Perhaps the best analogy here is to the locks on our cars. Even in my small city of 50,000, I am pretty sure that there are a few hundred people who in a space of just a few minutes can unlock my locked car and drive it away without benefit of a key. But I lock my car anyway, because I recognize that what can happen usually does not, and because I recognize that making things more difficult decreases the likelihood of theft, even if it does not eliminate it entirely. Similarly, although it is possible that the photographs of the assault on the Capitol on January 6, 2021, were complete fabrications, and even though it is probable—actually, certain—that they reflect the perspective, in the broadest sense of that word, of the photographer, they are not only far better than nothing—they also give an impression that is undoubtedly highly accurate, even if not perfectly accurate. And so too with the video recording of police officer Derek Chauvin’s killing of George Floyd, and, even earlier, the video of football player Ray Rice assaulting his wife in an elevator. In cases such as these, it is possible that the perpetrator’s denials would have been believed, but the photographic evidence added such a degree of reliability that flat-out denials became implausible. And thus both incidents are valuable reminders that although photographs and videos can be distorted, misinterpreted, and occasionally even fabricated, they often serve as far better evidence than first- or secondhand testimony, which can also be distorted, misinterpreted, and fabricated, and often to an even greater degree.

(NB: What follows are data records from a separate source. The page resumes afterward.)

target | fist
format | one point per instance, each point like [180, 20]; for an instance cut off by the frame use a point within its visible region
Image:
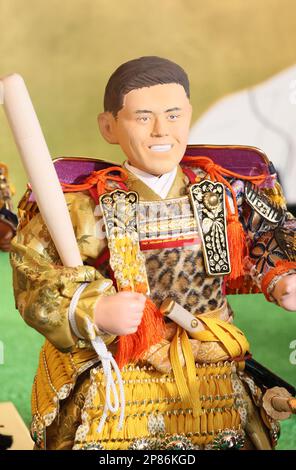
[120, 314]
[6, 235]
[284, 292]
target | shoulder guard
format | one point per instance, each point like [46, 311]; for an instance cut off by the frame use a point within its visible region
[263, 205]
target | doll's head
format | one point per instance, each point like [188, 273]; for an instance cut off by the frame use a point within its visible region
[147, 112]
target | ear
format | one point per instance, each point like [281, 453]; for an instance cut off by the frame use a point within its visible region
[107, 126]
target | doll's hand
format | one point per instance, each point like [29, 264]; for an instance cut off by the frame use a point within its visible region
[6, 235]
[284, 292]
[120, 314]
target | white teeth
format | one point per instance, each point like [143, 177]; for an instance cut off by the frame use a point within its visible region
[161, 148]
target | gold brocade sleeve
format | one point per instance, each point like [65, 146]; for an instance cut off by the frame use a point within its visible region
[43, 288]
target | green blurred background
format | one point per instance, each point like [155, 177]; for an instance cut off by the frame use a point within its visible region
[67, 50]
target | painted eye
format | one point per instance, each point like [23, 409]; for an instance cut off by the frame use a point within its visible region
[143, 119]
[173, 117]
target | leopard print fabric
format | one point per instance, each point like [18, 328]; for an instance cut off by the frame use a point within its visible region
[180, 274]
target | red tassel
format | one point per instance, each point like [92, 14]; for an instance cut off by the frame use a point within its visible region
[237, 246]
[150, 331]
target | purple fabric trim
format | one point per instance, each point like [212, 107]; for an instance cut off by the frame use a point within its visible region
[246, 161]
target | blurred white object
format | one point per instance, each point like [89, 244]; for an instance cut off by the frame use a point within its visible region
[39, 167]
[263, 116]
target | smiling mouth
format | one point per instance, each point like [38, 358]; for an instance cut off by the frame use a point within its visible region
[161, 148]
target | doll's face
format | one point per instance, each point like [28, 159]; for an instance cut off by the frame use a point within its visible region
[152, 127]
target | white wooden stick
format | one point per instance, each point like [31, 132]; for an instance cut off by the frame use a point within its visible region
[39, 167]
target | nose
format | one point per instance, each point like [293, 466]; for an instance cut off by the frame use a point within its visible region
[159, 128]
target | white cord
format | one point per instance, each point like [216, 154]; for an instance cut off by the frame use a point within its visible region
[72, 309]
[107, 362]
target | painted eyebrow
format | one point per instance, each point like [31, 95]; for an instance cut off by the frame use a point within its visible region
[147, 111]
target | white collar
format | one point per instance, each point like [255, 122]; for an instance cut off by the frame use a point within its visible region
[161, 185]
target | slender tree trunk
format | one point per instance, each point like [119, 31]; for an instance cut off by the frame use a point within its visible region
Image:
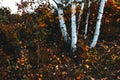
[98, 23]
[63, 25]
[73, 28]
[80, 15]
[87, 19]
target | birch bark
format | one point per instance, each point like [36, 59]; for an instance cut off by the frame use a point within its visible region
[98, 23]
[73, 27]
[80, 15]
[87, 19]
[62, 25]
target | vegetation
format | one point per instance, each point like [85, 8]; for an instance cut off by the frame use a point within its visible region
[32, 47]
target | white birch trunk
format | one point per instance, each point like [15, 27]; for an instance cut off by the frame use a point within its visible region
[98, 23]
[87, 19]
[80, 14]
[62, 25]
[73, 28]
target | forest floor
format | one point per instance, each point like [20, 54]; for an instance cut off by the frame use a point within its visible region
[101, 63]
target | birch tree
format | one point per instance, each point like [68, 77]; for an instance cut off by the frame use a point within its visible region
[87, 19]
[74, 29]
[98, 23]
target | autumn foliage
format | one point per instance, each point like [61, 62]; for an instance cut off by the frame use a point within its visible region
[31, 46]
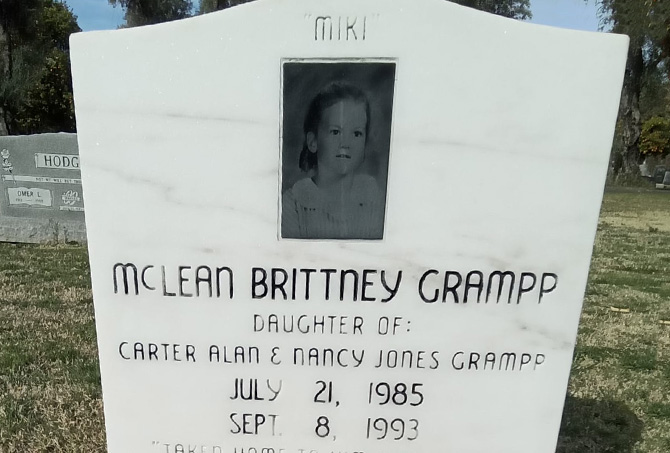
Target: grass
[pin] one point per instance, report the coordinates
(619, 393)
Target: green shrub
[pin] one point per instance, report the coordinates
(655, 136)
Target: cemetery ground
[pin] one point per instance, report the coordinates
(619, 393)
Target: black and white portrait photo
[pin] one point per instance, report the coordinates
(336, 134)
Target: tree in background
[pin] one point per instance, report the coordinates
(35, 87)
(516, 9)
(147, 12)
(647, 24)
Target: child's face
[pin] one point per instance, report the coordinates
(340, 138)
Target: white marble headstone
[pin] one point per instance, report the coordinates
(483, 157)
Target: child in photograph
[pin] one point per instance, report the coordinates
(334, 200)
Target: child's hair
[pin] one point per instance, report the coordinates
(330, 95)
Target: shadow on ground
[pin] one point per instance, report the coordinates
(591, 426)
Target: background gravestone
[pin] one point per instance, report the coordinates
(40, 181)
(451, 328)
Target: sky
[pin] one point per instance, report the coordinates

The lessons about photography, therefore, track the lessons about eyewitness or other forms of first-person testimony. Skepticism is justified, but complete skepticism is not. Of course we should recognize that the inevitable human choices are as inherent in photography and sound recording as they are in human descriptions. But if the right amount of skepticism produces the conclusion that photographic evidence is far from perfect, we should remember that evidence that is far from perfect—just like almost all other evidence—is far from worthless.